This beautiful oceanside trail once roared with the sound of logging trucks and trains too heavy for regular roads, carrying freshly cut trees to mills in nearby Fort Bragg. Now, the only thing roaring is the ocean as it approaches the soft, sandy beach, with its dramatic dunes. And instead of logging trucks, the trail is now used by walkers, joggers, and cyclists enjoying the spectacular coastal views.
Featuring an iconic trestle bridge from 1915, this beautiful oceanside trail once roared with the sound of logging trucks and trains
The iconic trestle bridge over Pudding Creek was built by the Union Lumber Company as part of the Ten Mile Railroad more than a century ago, in 1915. When the lumber company closed in 1949, the bridge and railroad were converted to a roadway, and finally, in the 21st century, to the multi use trailway you see today. This is the only remaining trestle from the old logging railroad.
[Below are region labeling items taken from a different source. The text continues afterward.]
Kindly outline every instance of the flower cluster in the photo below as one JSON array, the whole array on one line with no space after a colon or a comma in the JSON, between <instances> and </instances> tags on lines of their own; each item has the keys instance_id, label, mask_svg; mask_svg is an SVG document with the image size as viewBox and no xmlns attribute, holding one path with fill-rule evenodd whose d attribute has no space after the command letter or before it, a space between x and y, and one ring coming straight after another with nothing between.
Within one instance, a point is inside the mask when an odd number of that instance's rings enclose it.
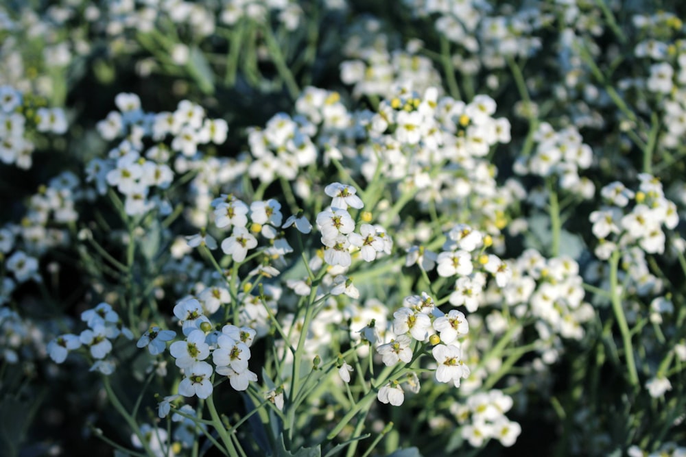
<instances>
[{"instance_id":1,"label":"flower cluster","mask_svg":"<svg viewBox=\"0 0 686 457\"><path fill-rule=\"evenodd\" d=\"M325 247L324 262L332 267L350 267L351 250L355 248L366 262L390 254L392 240L381 226L362 224L359 234L354 232L355 223L348 208L359 210L364 206L354 187L335 182L327 186L324 192L333 199L331 206L317 214L317 228Z\"/></svg>"},{"instance_id":2,"label":"flower cluster","mask_svg":"<svg viewBox=\"0 0 686 457\"><path fill-rule=\"evenodd\" d=\"M593 235L599 240L595 255L608 259L617 247L638 245L648 254L665 251L663 226L674 229L679 221L676 206L664 195L659 180L646 173L636 191L622 183L610 183L601 189L606 204L589 216ZM633 202L634 204L630 205Z\"/></svg>"},{"instance_id":3,"label":"flower cluster","mask_svg":"<svg viewBox=\"0 0 686 457\"><path fill-rule=\"evenodd\" d=\"M495 439L509 447L521 433L520 425L505 416L512 406L511 397L494 390L471 395L465 404L451 406L451 412L462 425L462 438L472 446L480 447Z\"/></svg>"},{"instance_id":4,"label":"flower cluster","mask_svg":"<svg viewBox=\"0 0 686 457\"><path fill-rule=\"evenodd\" d=\"M49 108L45 102L25 96L10 86L0 86L0 161L29 169L35 145L34 132L62 134L67 123L62 108Z\"/></svg>"},{"instance_id":5,"label":"flower cluster","mask_svg":"<svg viewBox=\"0 0 686 457\"><path fill-rule=\"evenodd\" d=\"M82 346L93 359L91 371L111 375L115 365L108 356L112 351L113 341L120 335L128 340L133 339L133 334L122 325L112 306L104 301L82 312L81 320L88 328L79 335L67 333L53 339L47 345L48 355L56 363L62 363L70 351Z\"/></svg>"},{"instance_id":6,"label":"flower cluster","mask_svg":"<svg viewBox=\"0 0 686 457\"><path fill-rule=\"evenodd\" d=\"M248 369L250 346L257 334L255 330L226 325L221 332L212 331L212 324L202 305L192 297L177 303L174 311L186 337L169 346L176 366L183 370L179 394L207 398L212 394L211 378L215 371L227 376L237 391L245 391L250 381L257 380L257 375ZM211 355L215 368L205 361Z\"/></svg>"}]
</instances>

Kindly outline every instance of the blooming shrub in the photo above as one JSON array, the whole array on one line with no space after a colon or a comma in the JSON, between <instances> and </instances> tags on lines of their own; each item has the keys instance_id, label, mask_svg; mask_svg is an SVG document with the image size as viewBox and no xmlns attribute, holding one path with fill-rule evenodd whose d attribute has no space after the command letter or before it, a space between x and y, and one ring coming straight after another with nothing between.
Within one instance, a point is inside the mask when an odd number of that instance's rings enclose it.
<instances>
[{"instance_id":1,"label":"blooming shrub","mask_svg":"<svg viewBox=\"0 0 686 457\"><path fill-rule=\"evenodd\" d=\"M388 7L0 6L0 455L686 453L683 6Z\"/></svg>"}]
</instances>

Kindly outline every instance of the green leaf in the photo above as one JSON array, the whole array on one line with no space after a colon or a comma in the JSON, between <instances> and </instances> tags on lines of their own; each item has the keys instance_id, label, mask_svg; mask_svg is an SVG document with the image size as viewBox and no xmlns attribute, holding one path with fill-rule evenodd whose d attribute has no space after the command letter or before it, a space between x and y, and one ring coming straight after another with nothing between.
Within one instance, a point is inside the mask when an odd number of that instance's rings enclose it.
<instances>
[{"instance_id":1,"label":"green leaf","mask_svg":"<svg viewBox=\"0 0 686 457\"><path fill-rule=\"evenodd\" d=\"M156 220L150 224L145 235L141 241L141 252L147 260L152 260L160 250L160 240L162 235L162 227L159 221Z\"/></svg>"},{"instance_id":2,"label":"green leaf","mask_svg":"<svg viewBox=\"0 0 686 457\"><path fill-rule=\"evenodd\" d=\"M422 454L419 454L419 449L416 447L407 447L407 449L399 449L386 457L422 457Z\"/></svg>"},{"instance_id":3,"label":"green leaf","mask_svg":"<svg viewBox=\"0 0 686 457\"><path fill-rule=\"evenodd\" d=\"M560 256L569 256L571 258L578 259L586 250L586 243L580 236L564 230L560 232Z\"/></svg>"},{"instance_id":4,"label":"green leaf","mask_svg":"<svg viewBox=\"0 0 686 457\"><path fill-rule=\"evenodd\" d=\"M283 434L276 441L276 454L274 457L322 457L322 447L319 445L317 445L316 447L300 447L293 454L286 449Z\"/></svg>"},{"instance_id":5,"label":"green leaf","mask_svg":"<svg viewBox=\"0 0 686 457\"><path fill-rule=\"evenodd\" d=\"M214 72L204 54L197 46L191 48L186 69L204 94L214 92Z\"/></svg>"},{"instance_id":6,"label":"green leaf","mask_svg":"<svg viewBox=\"0 0 686 457\"><path fill-rule=\"evenodd\" d=\"M334 446L329 452L324 456L324 457L333 457L333 456L338 454L344 447L349 445L351 443L355 441L359 441L360 440L364 440L369 438L371 435L370 434L364 434L362 436L357 436L357 438L353 438L353 439L348 440L343 443L340 443L335 446Z\"/></svg>"}]
</instances>

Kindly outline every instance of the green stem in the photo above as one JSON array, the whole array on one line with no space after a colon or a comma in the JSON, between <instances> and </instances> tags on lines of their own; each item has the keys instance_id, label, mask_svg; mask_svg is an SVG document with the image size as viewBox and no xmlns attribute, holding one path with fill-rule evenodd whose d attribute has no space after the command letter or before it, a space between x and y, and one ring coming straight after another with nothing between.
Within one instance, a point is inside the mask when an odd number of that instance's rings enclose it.
<instances>
[{"instance_id":1,"label":"green stem","mask_svg":"<svg viewBox=\"0 0 686 457\"><path fill-rule=\"evenodd\" d=\"M550 247L550 254L553 257L560 255L560 235L562 233L562 220L560 219L560 203L558 201L557 192L555 190L552 178L548 178L545 182L548 188L550 211L550 231L552 232L552 241Z\"/></svg>"},{"instance_id":2,"label":"green stem","mask_svg":"<svg viewBox=\"0 0 686 457\"><path fill-rule=\"evenodd\" d=\"M458 80L455 78L455 66L453 65L453 58L450 55L450 42L443 36L440 37L440 62L443 65L445 73L445 79L448 84L448 91L450 96L456 100L461 100L462 95L458 86Z\"/></svg>"},{"instance_id":3,"label":"green stem","mask_svg":"<svg viewBox=\"0 0 686 457\"><path fill-rule=\"evenodd\" d=\"M214 399L212 397L212 395L207 397L206 403L207 404L207 410L210 412L210 416L212 417L212 421L214 423L215 430L217 430L217 433L219 434L220 437L222 439L224 445L226 447L228 455L231 457L239 457L238 452L233 445L233 441L231 441L231 436L226 431L226 428L224 426L224 423L222 422L222 419L217 413L217 408L215 408Z\"/></svg>"},{"instance_id":4,"label":"green stem","mask_svg":"<svg viewBox=\"0 0 686 457\"><path fill-rule=\"evenodd\" d=\"M615 15L613 14L612 10L610 10L610 7L607 5L607 3L605 0L595 0L595 4L600 7L600 10L602 10L603 15L605 16L606 23L612 29L612 31L617 35L617 39L619 40L620 43L624 44L626 42L626 36L624 32L619 27L619 25L617 23L617 19L615 18Z\"/></svg>"},{"instance_id":5,"label":"green stem","mask_svg":"<svg viewBox=\"0 0 686 457\"><path fill-rule=\"evenodd\" d=\"M619 249L612 253L610 258L610 293L612 297L612 309L617 319L622 333L622 341L624 346L624 357L626 358L626 367L629 371L629 381L631 385L637 387L639 385L639 376L636 371L636 362L634 360L634 350L631 344L631 334L629 326L626 323L626 316L622 306L622 297L617 291L619 285L617 273L619 265L621 252Z\"/></svg>"},{"instance_id":6,"label":"green stem","mask_svg":"<svg viewBox=\"0 0 686 457\"><path fill-rule=\"evenodd\" d=\"M145 452L148 456L154 456L155 453L152 452L150 448L150 444L145 439L145 437L141 433L141 429L138 426L138 423L136 422L136 419L131 416L127 411L126 408L124 408L121 402L119 402L119 397L115 393L115 391L112 389L112 384L110 383L110 378L108 376L102 377L102 385L105 388L105 392L107 393L107 397L112 403L112 406L115 407L117 412L119 413L128 426L131 428L132 431L138 437L139 441L141 441L141 444L143 445L143 449L145 449Z\"/></svg>"},{"instance_id":7,"label":"green stem","mask_svg":"<svg viewBox=\"0 0 686 457\"><path fill-rule=\"evenodd\" d=\"M264 33L265 42L267 45L267 49L269 51L269 55L274 61L274 64L276 66L279 74L283 78L284 82L285 82L286 88L288 89L288 93L290 95L291 98L295 100L300 96L300 90L298 87L298 83L296 82L295 78L293 77L293 73L291 73L288 65L286 64L286 60L281 52L281 49L279 47L279 42L274 36L274 32L268 25L262 27L262 31Z\"/></svg>"},{"instance_id":8,"label":"green stem","mask_svg":"<svg viewBox=\"0 0 686 457\"><path fill-rule=\"evenodd\" d=\"M652 113L650 116L650 132L648 136L648 143L643 149L643 172L652 174L652 154L657 143L657 134L660 131L660 120L657 114Z\"/></svg>"}]
</instances>

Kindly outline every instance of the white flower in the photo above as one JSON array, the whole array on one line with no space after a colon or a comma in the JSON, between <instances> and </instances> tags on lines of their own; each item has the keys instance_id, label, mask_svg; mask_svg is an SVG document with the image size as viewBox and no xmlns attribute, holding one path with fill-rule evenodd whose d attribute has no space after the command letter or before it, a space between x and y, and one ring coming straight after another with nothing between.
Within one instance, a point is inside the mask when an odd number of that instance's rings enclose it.
<instances>
[{"instance_id":1,"label":"white flower","mask_svg":"<svg viewBox=\"0 0 686 457\"><path fill-rule=\"evenodd\" d=\"M604 238L611 233L619 233L617 223L622 217L619 208L610 207L591 213L589 220L593 224L591 231L598 238Z\"/></svg>"},{"instance_id":2,"label":"white flower","mask_svg":"<svg viewBox=\"0 0 686 457\"><path fill-rule=\"evenodd\" d=\"M264 394L265 399L274 404L279 411L283 410L283 389L281 388L272 388Z\"/></svg>"},{"instance_id":3,"label":"white flower","mask_svg":"<svg viewBox=\"0 0 686 457\"><path fill-rule=\"evenodd\" d=\"M471 252L483 244L484 235L466 224L458 224L448 232L448 240L443 245L445 251L460 249Z\"/></svg>"},{"instance_id":4,"label":"white flower","mask_svg":"<svg viewBox=\"0 0 686 457\"><path fill-rule=\"evenodd\" d=\"M460 380L469 375L469 368L462 360L462 349L454 344L436 345L431 349L434 358L438 365L436 370L436 380L438 382L453 382L460 386Z\"/></svg>"},{"instance_id":5,"label":"white flower","mask_svg":"<svg viewBox=\"0 0 686 457\"><path fill-rule=\"evenodd\" d=\"M115 362L111 360L96 360L88 371L99 371L106 376L115 372Z\"/></svg>"},{"instance_id":6,"label":"white flower","mask_svg":"<svg viewBox=\"0 0 686 457\"><path fill-rule=\"evenodd\" d=\"M434 321L434 330L440 334L440 340L446 344L458 338L458 335L469 332L469 323L464 314L457 310L451 310L445 316Z\"/></svg>"},{"instance_id":7,"label":"white flower","mask_svg":"<svg viewBox=\"0 0 686 457\"><path fill-rule=\"evenodd\" d=\"M344 382L348 384L350 383L350 373L354 371L353 367L344 360L340 368L338 369L338 375L341 377Z\"/></svg>"},{"instance_id":8,"label":"white flower","mask_svg":"<svg viewBox=\"0 0 686 457\"><path fill-rule=\"evenodd\" d=\"M274 199L266 201L253 201L250 203L250 219L261 225L268 223L279 227L281 225L281 204Z\"/></svg>"},{"instance_id":9,"label":"white flower","mask_svg":"<svg viewBox=\"0 0 686 457\"><path fill-rule=\"evenodd\" d=\"M204 360L210 355L210 347L205 343L205 333L193 330L184 341L176 341L169 346L169 353L179 368L189 368L196 362Z\"/></svg>"},{"instance_id":10,"label":"white flower","mask_svg":"<svg viewBox=\"0 0 686 457\"><path fill-rule=\"evenodd\" d=\"M257 332L250 327L237 327L227 324L222 328L222 333L228 335L234 341L242 341L250 347L252 345Z\"/></svg>"},{"instance_id":11,"label":"white flower","mask_svg":"<svg viewBox=\"0 0 686 457\"><path fill-rule=\"evenodd\" d=\"M79 335L79 340L91 349L93 358L104 358L112 350L112 343L108 338L108 329L101 323L96 323L92 329L86 329Z\"/></svg>"},{"instance_id":12,"label":"white flower","mask_svg":"<svg viewBox=\"0 0 686 457\"><path fill-rule=\"evenodd\" d=\"M138 347L147 346L147 350L153 356L162 354L167 349L167 341L171 341L176 336L174 330L163 330L159 327L152 326L139 339L136 343Z\"/></svg>"},{"instance_id":13,"label":"white flower","mask_svg":"<svg viewBox=\"0 0 686 457\"><path fill-rule=\"evenodd\" d=\"M331 283L331 294L332 295L340 295L343 293L351 298L355 299L359 298L359 291L357 291L357 288L353 284L353 280L347 276L338 275L333 278L333 281Z\"/></svg>"},{"instance_id":14,"label":"white flower","mask_svg":"<svg viewBox=\"0 0 686 457\"><path fill-rule=\"evenodd\" d=\"M206 246L207 249L216 249L217 241L207 234L198 233L195 235L187 236L188 245L190 247L198 247L198 246Z\"/></svg>"},{"instance_id":15,"label":"white flower","mask_svg":"<svg viewBox=\"0 0 686 457\"><path fill-rule=\"evenodd\" d=\"M359 248L359 254L366 262L371 262L377 257L377 252L384 250L383 239L377 234L377 229L370 224L362 224L359 233L351 233L348 236L350 244Z\"/></svg>"},{"instance_id":16,"label":"white flower","mask_svg":"<svg viewBox=\"0 0 686 457\"><path fill-rule=\"evenodd\" d=\"M426 271L431 271L436 267L436 254L423 246L412 246L407 249L405 266L416 264Z\"/></svg>"},{"instance_id":17,"label":"white flower","mask_svg":"<svg viewBox=\"0 0 686 457\"><path fill-rule=\"evenodd\" d=\"M334 211L331 208L327 208L317 214L316 222L322 238L335 238L340 234L347 234L355 230L355 221L345 210L337 209Z\"/></svg>"},{"instance_id":18,"label":"white flower","mask_svg":"<svg viewBox=\"0 0 686 457\"><path fill-rule=\"evenodd\" d=\"M197 395L207 398L212 394L212 365L206 362L196 362L185 369L185 377L178 384L178 393L184 397Z\"/></svg>"},{"instance_id":19,"label":"white flower","mask_svg":"<svg viewBox=\"0 0 686 457\"><path fill-rule=\"evenodd\" d=\"M234 262L243 262L248 249L257 245L257 239L245 227L235 227L231 236L222 242L222 250Z\"/></svg>"},{"instance_id":20,"label":"white flower","mask_svg":"<svg viewBox=\"0 0 686 457\"><path fill-rule=\"evenodd\" d=\"M431 318L423 312L415 312L409 308L401 308L393 313L393 333L403 335L407 332L418 341L429 336Z\"/></svg>"},{"instance_id":21,"label":"white flower","mask_svg":"<svg viewBox=\"0 0 686 457\"><path fill-rule=\"evenodd\" d=\"M481 293L485 284L483 273L475 273L473 277L458 277L455 282L455 291L449 298L450 304L453 306L464 305L467 311L474 312L479 308Z\"/></svg>"},{"instance_id":22,"label":"white flower","mask_svg":"<svg viewBox=\"0 0 686 457\"><path fill-rule=\"evenodd\" d=\"M466 251L456 252L443 251L436 258L438 264L436 271L439 276L449 277L456 275L466 276L474 269L471 255Z\"/></svg>"},{"instance_id":23,"label":"white flower","mask_svg":"<svg viewBox=\"0 0 686 457\"><path fill-rule=\"evenodd\" d=\"M397 382L389 382L379 389L377 398L381 403L390 403L394 406L399 406L405 401L405 392Z\"/></svg>"},{"instance_id":24,"label":"white flower","mask_svg":"<svg viewBox=\"0 0 686 457\"><path fill-rule=\"evenodd\" d=\"M220 375L228 376L231 387L237 391L245 391L248 388L250 381L253 382L257 381L257 375L250 370L236 373L230 367L217 367L216 371Z\"/></svg>"},{"instance_id":25,"label":"white flower","mask_svg":"<svg viewBox=\"0 0 686 457\"><path fill-rule=\"evenodd\" d=\"M600 190L603 198L608 200L612 204L624 208L629 203L629 199L634 197L634 193L626 188L619 181L611 182Z\"/></svg>"},{"instance_id":26,"label":"white flower","mask_svg":"<svg viewBox=\"0 0 686 457\"><path fill-rule=\"evenodd\" d=\"M658 398L672 390L672 383L666 378L652 378L646 383L646 388L653 398Z\"/></svg>"},{"instance_id":27,"label":"white flower","mask_svg":"<svg viewBox=\"0 0 686 457\"><path fill-rule=\"evenodd\" d=\"M506 447L514 444L517 436L521 433L521 426L517 422L508 420L505 416L501 416L495 419L491 426L493 437Z\"/></svg>"},{"instance_id":28,"label":"white flower","mask_svg":"<svg viewBox=\"0 0 686 457\"><path fill-rule=\"evenodd\" d=\"M353 258L350 255L350 242L344 235L334 238L322 238L322 243L327 247L324 250L324 261L332 267L350 267Z\"/></svg>"},{"instance_id":29,"label":"white flower","mask_svg":"<svg viewBox=\"0 0 686 457\"><path fill-rule=\"evenodd\" d=\"M309 221L305 216L300 214L289 216L286 219L286 221L283 223L283 225L281 225L281 228L288 228L294 224L295 224L296 228L300 233L307 234L312 231L312 224L309 223Z\"/></svg>"},{"instance_id":30,"label":"white flower","mask_svg":"<svg viewBox=\"0 0 686 457\"><path fill-rule=\"evenodd\" d=\"M475 421L464 425L461 434L473 447L481 447L484 441L493 436L493 428L483 421Z\"/></svg>"},{"instance_id":31,"label":"white flower","mask_svg":"<svg viewBox=\"0 0 686 457\"><path fill-rule=\"evenodd\" d=\"M76 335L67 334L60 335L47 345L47 353L55 363L62 363L67 359L69 351L81 347L81 341Z\"/></svg>"},{"instance_id":32,"label":"white flower","mask_svg":"<svg viewBox=\"0 0 686 457\"><path fill-rule=\"evenodd\" d=\"M180 397L178 394L165 397L161 402L157 404L157 416L160 419L164 419L168 416L172 410L172 402Z\"/></svg>"},{"instance_id":33,"label":"white flower","mask_svg":"<svg viewBox=\"0 0 686 457\"><path fill-rule=\"evenodd\" d=\"M357 192L352 186L346 186L339 182L334 182L324 188L324 193L333 198L331 208L339 210L346 210L348 206L359 210L364 206L360 198L355 195Z\"/></svg>"},{"instance_id":34,"label":"white flower","mask_svg":"<svg viewBox=\"0 0 686 457\"><path fill-rule=\"evenodd\" d=\"M500 260L497 256L489 254L484 269L495 276L495 283L498 287L505 287L512 276L512 270L507 262Z\"/></svg>"},{"instance_id":35,"label":"white flower","mask_svg":"<svg viewBox=\"0 0 686 457\"><path fill-rule=\"evenodd\" d=\"M412 340L407 335L399 335L390 343L381 345L377 352L382 356L383 364L392 367L399 361L410 363L412 360L412 350L410 348Z\"/></svg>"},{"instance_id":36,"label":"white flower","mask_svg":"<svg viewBox=\"0 0 686 457\"><path fill-rule=\"evenodd\" d=\"M238 199L222 201L215 208L215 223L219 228L245 227L248 224L248 205Z\"/></svg>"},{"instance_id":37,"label":"white flower","mask_svg":"<svg viewBox=\"0 0 686 457\"><path fill-rule=\"evenodd\" d=\"M217 347L212 353L212 361L217 365L217 373L222 367L229 367L237 373L248 369L250 349L242 341L236 342L226 334L217 338Z\"/></svg>"}]
</instances>

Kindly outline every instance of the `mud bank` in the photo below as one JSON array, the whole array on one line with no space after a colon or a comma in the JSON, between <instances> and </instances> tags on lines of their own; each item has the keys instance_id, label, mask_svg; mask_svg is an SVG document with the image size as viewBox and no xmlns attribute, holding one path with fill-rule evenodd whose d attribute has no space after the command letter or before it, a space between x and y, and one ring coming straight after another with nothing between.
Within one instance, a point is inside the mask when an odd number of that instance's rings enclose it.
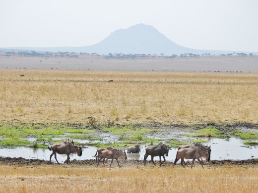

Today, you can enjoy walking, riding your bicycle, or running along the former logging road, stopping to enjoy the breathtaking ocean vistas and wildlife at rest and play, from harbor seals to sea lions to migrating whales. Bring your binoculars for better viewing of these wonderful creatures and the ever-changing ocean.
The haul road runs for several miles along the shoreline. It can be accessed from the Pudding Creek trestle at the south end and from the parking lot just north of the Beachcomber Motel on the north end. Dogs are allowed on leash only, and are not allowed once the trail reaches the Inglenook Fen Ten Mile Dune Preserve, a protected habitat for the Snowy Plover.